Microsoft didn’t invent appeal to emotion, and Gears certainly wasn’t the first game to market itself that way, but the Mad World ad seemed to kick off the modern use of unearned emotional impact. Marketing that exploits feelings the games themselves never, or clumsily, follow through with in order to foster a bond with the consumer before they even get the game in their hands. E3 2014 seemed to be wall-to-wall down tempo trailers filled with dudes killing other dudes.
Hey, it’s advertising. I get it. Fib a little and make your audience feel something. I’m not against any of that necessarily, but as games have become more complicated and more profitable, one would think the stories driving them would be more sophisticated to match and they haven’t.
I’m often very critical of video game stories. I think parts of game stories sometimes work, but usually, I think video games are just awkward strings of bad dialog. After nearly 30 years of playing games, I’ve come to accept this just as I have come to accept advertising is often deceptive, but video game advertising, at least as it applies here, doesn’t have to be deceptive. Video games have the capability to at least try to earn that poignancy they so readily believe they have already attained because their 30 second TV commercial told you they have. Instead, you spend 12 hours murdering swaths of people and upgrading your boots.

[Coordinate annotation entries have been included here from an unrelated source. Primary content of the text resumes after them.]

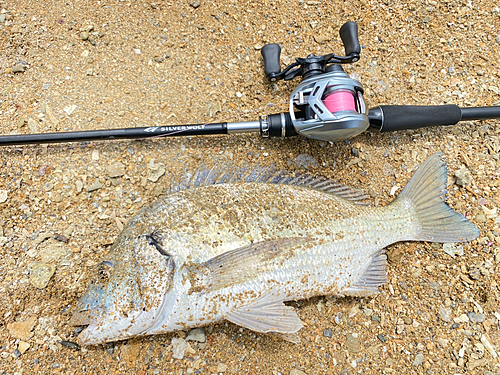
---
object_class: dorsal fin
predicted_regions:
[162,163,369,205]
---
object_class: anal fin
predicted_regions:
[341,253,387,297]
[225,293,303,336]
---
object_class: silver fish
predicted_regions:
[71,153,479,345]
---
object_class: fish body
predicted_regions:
[73,154,478,345]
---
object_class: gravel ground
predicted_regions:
[0,0,500,375]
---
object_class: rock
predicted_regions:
[453,167,472,186]
[346,334,361,353]
[85,181,102,193]
[314,35,332,44]
[217,363,227,372]
[106,162,125,178]
[33,232,52,246]
[38,244,69,263]
[185,327,207,342]
[148,159,166,182]
[467,312,486,323]
[75,180,83,193]
[443,243,464,258]
[0,190,8,203]
[293,154,318,169]
[12,64,26,73]
[439,306,451,322]
[120,343,141,367]
[474,212,486,223]
[172,337,196,359]
[28,262,56,289]
[7,316,37,341]
[17,341,30,354]
[63,104,76,116]
[436,338,450,348]
[413,353,424,367]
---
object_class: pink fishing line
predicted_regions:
[323,91,356,113]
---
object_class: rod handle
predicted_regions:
[368,104,462,132]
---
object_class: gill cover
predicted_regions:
[70,230,175,345]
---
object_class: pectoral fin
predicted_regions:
[225,293,303,336]
[190,237,314,292]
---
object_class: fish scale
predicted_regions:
[72,153,479,345]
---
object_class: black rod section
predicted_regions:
[368,104,500,132]
[0,122,227,146]
[461,106,500,121]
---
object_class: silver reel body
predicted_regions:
[290,69,370,141]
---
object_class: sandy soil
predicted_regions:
[0,0,500,375]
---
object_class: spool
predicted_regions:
[323,90,357,113]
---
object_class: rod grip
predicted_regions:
[339,21,361,56]
[368,104,462,132]
[260,43,281,78]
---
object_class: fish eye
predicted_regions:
[97,260,113,281]
[139,231,172,257]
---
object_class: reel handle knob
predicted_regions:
[260,43,281,81]
[339,21,361,58]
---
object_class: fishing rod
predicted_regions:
[0,21,500,146]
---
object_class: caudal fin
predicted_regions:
[396,152,479,242]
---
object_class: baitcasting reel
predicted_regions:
[0,21,500,146]
[261,21,370,141]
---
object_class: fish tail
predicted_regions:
[396,152,479,242]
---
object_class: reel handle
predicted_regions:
[260,43,281,80]
[339,21,361,58]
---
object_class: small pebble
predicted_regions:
[294,154,318,169]
[28,262,56,289]
[17,341,30,354]
[413,353,424,367]
[12,64,26,73]
[185,327,207,343]
[85,181,103,193]
[346,334,361,353]
[59,340,80,350]
[443,243,464,258]
[54,233,69,243]
[467,312,486,323]
[0,190,7,203]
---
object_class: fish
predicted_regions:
[70,153,479,346]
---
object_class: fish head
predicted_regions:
[70,232,175,345]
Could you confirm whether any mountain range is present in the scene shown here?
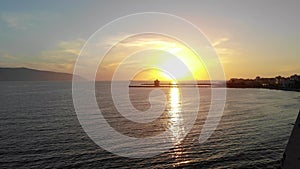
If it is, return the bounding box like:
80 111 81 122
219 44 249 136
0 67 73 81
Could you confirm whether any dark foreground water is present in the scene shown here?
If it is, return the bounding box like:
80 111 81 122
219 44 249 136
0 82 300 169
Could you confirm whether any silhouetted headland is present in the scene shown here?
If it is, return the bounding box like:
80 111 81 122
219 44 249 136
226 74 300 91
0 67 73 81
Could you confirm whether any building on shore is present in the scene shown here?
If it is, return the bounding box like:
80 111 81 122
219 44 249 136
227 74 300 90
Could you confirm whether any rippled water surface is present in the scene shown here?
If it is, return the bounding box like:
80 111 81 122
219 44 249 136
0 82 300 169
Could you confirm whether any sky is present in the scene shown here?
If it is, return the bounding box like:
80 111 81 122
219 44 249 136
0 0 300 79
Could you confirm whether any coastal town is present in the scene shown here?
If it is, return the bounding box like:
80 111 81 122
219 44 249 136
226 74 300 91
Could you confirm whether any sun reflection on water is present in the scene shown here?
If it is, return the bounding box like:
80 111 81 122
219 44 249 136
168 87 184 142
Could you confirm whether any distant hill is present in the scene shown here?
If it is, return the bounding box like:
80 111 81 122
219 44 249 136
0 68 77 81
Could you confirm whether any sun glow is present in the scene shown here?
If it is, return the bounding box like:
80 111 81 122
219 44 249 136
99 34 209 82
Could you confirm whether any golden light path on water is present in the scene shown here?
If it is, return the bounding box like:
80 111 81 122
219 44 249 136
168 87 184 142
168 87 191 167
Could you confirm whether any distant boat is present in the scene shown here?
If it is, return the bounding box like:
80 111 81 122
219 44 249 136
281 111 300 169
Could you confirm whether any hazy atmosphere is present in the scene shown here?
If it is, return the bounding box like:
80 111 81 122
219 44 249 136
0 0 300 79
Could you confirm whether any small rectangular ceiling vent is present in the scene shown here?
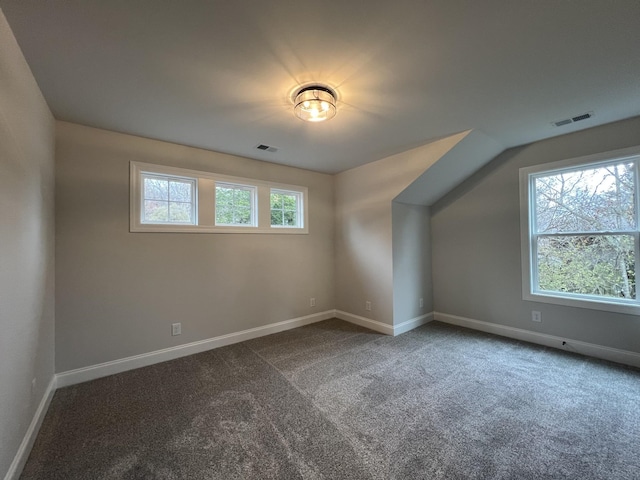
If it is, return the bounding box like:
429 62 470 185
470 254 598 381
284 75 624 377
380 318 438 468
256 143 278 153
551 112 593 127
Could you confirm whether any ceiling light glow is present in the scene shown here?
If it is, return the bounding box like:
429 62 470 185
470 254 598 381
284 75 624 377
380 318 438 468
293 85 337 122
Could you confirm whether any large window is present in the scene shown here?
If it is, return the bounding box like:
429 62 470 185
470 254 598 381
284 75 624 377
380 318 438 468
130 162 308 234
520 144 640 313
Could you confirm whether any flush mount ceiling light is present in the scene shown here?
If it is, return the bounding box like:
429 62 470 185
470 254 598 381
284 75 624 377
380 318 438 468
293 85 336 122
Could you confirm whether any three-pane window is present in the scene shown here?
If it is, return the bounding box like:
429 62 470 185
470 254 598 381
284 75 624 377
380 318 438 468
521 146 640 311
130 162 309 234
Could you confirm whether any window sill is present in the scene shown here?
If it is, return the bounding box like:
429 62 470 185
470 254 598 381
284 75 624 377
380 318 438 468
522 293 640 315
129 224 309 235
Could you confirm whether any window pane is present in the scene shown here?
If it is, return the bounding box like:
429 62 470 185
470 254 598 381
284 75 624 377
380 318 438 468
233 207 251 225
537 235 636 299
271 210 284 225
271 190 300 228
216 205 233 225
271 193 282 209
216 187 233 206
535 162 635 233
169 202 192 223
169 181 193 203
142 200 169 223
144 177 169 201
216 184 255 225
282 195 298 211
284 212 297 227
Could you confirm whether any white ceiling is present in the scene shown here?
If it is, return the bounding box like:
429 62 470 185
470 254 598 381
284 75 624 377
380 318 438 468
0 0 640 173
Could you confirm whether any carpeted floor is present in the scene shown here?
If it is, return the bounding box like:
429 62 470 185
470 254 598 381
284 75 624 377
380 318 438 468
21 320 640 480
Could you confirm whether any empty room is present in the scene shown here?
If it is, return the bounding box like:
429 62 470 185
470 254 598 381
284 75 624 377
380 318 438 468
0 0 640 480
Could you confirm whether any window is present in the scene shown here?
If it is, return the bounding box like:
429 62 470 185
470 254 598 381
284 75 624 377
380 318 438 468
215 183 256 226
520 144 640 314
129 162 309 234
142 174 196 225
271 188 302 228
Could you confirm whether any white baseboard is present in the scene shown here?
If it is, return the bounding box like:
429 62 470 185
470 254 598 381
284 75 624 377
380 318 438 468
335 310 433 336
4 375 56 480
56 310 335 388
335 310 393 335
434 312 640 367
393 312 433 335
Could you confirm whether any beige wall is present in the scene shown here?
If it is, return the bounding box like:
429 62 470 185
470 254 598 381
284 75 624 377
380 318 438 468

To market the re-release of Gears of War for Xbox One, Microsoft produced a new trailer featuring Mad World. This one doesn’t even seem to bother to aim for the heartstrings, but rather, squarely at cheap nostalgia. “Remember this ad from nine years ago?” it seems to ask, lazily conjuring up feelings it already provoked. What seemed novel (if dishonest) then only feels cloying and obvious now. It doesn’t kindle fond memories. It only reminds me that, even though I actually enjoyed Gears quite a lot, it never made me feel anything close to that ad.
Video game ads used to be taken to task for featuring CG footage, or no footage at all. Stuff that wasn’t in the game. Now they’re being marketed with emotion that isn’t in the game. Fewer people seem upset by this than the dishonest game footage, but it’s no less disingenuous. Game ads with dishonest footage have partially fallen by the wayside as video game graphics have grown more sophisticated. In fact, a trailer using all in-game footage has become a common badge of honor. Maybe the writing will soon follow, a small bit of text at the bottom of screen proudly proclaiming “In-Game Feelings.” Slow motion violence set to Lorde can’t make up for the lack of genuine human emotion in games themselves forever.